Al fine di contrastare questo fenomeno, rientrante tra le cause di dissesto idrogeologico, si attuano tecniche di intervento volte a proteggere il suolo attraverso la sua copertura, riducendo così l’effetto delle azioni provocate dalle precipitazioni, nonché a migliorare i parametri geotecnici e la regolazione del bilancio idrologico del terreno.

Le opere di controllo dell’erosione superficiale devono quindi creare le condizioni ambientali e di stabilità necessarie all’attecchimento e alla crescita della vegetazione erbacea, arbustiva ed arborea impiantata sulle scarpate e sui pendii in terra o in situazioni particolari di rocce molto alterate.
Una possibile tecnica di intervento consiste nell’impiego del compost iniettato in elementi tubolari atti ad esempio a:

  • perimetrare un’area in cui avviene sia un controllo dei sedimenti sia una filtrazione dell’acqua piovana;
  • sbarrare in entrata i sedimenti all’interno dei tombini evitando così il loro intasamento;
  • riprodurre un effetto “diga” in prossimità di fossati, canali e piccoli bacini di raccolta delle acque;
  • separare gli elementi in base al loro stato di aggregazione, liquido o solido;
  • filtrare le acque contenenti agenti inquinanti;
  • deviare o convogliare flussi d’acqua che altrimenti si dirigerebbero verso aree sensibili al fenomeno di erosione superficiale;
  • contenere la velocità di deflusso superficiale (riducendo così il potere erosivo delle acque di ruscellamento) disponendo gli elementi parallelamente alle curve di livello del pendio interessato dal potenziale fenomeno di dissesto (ideale ad esempio in presenza di elevate pendenze).
Campo prova: "imbocco galleria Muccia Lato Pontelatrave tratto tra Canna Nord e Canna Sud" - Progetto infrastrutturale viario Quadrilatero Umbria Marche “Maxilotto 1” tratto “Foligno Collesentino” SS77 Val di Chienti (Fonte SOXX).

Campo prova: “imbocco galleria Muccia Lato Pontelatrave tratto tra Canna Nord e Canna Sud” – Progetto infrastrutturale viario Quadrilatero Umbria Marche “Maxilotto 1” tratto “Foligno Collesentino” SS77 Val di Chienti (Fonte SOXX).

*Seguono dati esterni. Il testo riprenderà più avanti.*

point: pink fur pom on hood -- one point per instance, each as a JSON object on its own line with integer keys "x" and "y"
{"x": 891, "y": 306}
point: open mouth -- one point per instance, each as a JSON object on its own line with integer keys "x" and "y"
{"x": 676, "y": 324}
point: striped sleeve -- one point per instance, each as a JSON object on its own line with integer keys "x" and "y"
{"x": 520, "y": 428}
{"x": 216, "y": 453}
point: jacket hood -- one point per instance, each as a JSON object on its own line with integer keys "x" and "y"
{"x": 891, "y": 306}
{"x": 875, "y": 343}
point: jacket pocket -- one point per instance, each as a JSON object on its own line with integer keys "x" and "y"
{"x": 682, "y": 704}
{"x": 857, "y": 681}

Oltre a riconoscere a questa tecnica una valenza strutturale, essa si presta anche come base per:

  • il rinerbimento dei pendii erosi o danneggiati;
  • realizzare “fasce tampone” sia delle zone umide che lungo carreggiate e parcheggi;
  • ospitare diverse specie vegetali, metodo pensato per la stabilizzazione degli argini e per prevenire l’erosione delle rive fluviali e delle linee di costa;
  • realizzare “tetti verdi” con l’ausilio del blower truck che consente di apportare un substrato organico anche in quota;

Tipi di allestimento dell’intervento di stabilizzazione mediante compost

a) Blower Truck (Soffiante Pneumatica)

Il Blower truck è una soffiante pneumatica, dotata di un vano carico fino a 45 mc di substrato organico, che consente lo spruzzaggio del compost fino a circa 200 metri dal punto di stazionamento del camion.
È un metodo applicato negli Stati Uniti, ad esempio a Seattle (Issaquah Highlands), ma anche in Italia (www.mirr.it) (Figura 1).

Esempio di allestimento, a monte e a valle (fonte www.soxx.it)

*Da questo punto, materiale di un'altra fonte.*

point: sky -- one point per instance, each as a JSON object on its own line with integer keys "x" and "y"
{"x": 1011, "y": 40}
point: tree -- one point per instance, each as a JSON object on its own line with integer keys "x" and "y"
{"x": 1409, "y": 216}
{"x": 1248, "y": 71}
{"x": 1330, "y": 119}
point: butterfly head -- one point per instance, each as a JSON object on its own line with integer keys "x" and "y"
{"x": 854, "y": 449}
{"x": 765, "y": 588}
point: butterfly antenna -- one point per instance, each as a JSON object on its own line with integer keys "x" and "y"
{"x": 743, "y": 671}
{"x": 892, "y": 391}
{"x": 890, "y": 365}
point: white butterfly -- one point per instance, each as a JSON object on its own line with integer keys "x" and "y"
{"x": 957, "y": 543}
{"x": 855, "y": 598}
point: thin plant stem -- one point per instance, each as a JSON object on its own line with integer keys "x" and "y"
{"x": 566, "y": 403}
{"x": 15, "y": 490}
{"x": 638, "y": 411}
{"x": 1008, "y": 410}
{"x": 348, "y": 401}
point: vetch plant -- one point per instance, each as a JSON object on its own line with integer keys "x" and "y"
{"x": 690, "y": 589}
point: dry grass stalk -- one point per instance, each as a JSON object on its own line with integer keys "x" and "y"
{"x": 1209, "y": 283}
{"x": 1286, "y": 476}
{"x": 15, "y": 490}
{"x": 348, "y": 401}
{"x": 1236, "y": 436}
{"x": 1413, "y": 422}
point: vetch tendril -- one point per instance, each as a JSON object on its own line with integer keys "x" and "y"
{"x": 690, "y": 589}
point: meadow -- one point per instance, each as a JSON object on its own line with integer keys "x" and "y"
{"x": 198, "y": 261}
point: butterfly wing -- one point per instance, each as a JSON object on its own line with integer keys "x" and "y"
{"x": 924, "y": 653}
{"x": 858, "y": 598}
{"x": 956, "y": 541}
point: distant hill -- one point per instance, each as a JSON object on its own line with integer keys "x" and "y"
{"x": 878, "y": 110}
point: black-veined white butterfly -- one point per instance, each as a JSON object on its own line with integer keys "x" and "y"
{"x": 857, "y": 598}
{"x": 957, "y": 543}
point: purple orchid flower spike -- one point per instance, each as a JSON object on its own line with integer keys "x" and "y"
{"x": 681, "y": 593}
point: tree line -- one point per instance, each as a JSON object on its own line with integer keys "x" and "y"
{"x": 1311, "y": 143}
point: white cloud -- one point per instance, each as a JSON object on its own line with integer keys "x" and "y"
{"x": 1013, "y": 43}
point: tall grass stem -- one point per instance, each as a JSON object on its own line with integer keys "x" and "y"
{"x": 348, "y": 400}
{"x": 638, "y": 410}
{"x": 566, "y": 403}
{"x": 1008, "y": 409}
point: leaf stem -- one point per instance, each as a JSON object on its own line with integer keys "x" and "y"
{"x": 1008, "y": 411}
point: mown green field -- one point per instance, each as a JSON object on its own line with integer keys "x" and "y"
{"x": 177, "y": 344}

Esempio di allestimento, a monte e a valle (fonte www.soxx.it)

Consiste nell’insufflare compost all’interno di elementi simil-tubolari di polipropilene, adagiandoli in prossimità degli ambiti che si desidera proteggere, ad esempio a monte di un canale di scolo delle acque o ad intervalli trasversali regolari di un versante.
I vantaggi del metodo sono:

  • la precisione, ovvero può essere posizionato precisamente nell’area di intervento;
  • si presta su terreni sia con forti pendenze sia difficili da trattare;
  • consente l’apporto di substrato organico anche in zone poco accessibili o in quota.

b) Escavatore

è sicuramente un metodo di allestimento veloce e semplice, ma presenta diversi svantaggi: non tutte le aree di intervento sono facilmente raggiungibili (in termini sia di spazi che di pendenze) ed inoltre vi è la necessità di manodopera una volta depositato lo strato di compost.

c) Pala Meccanica

è un metodo ideale se sia hanno a disposizione ampi spazi e prevede la miscela del compost con il materiale esistente; la sua efficacia è funzione dell’operatore che lo utilizza.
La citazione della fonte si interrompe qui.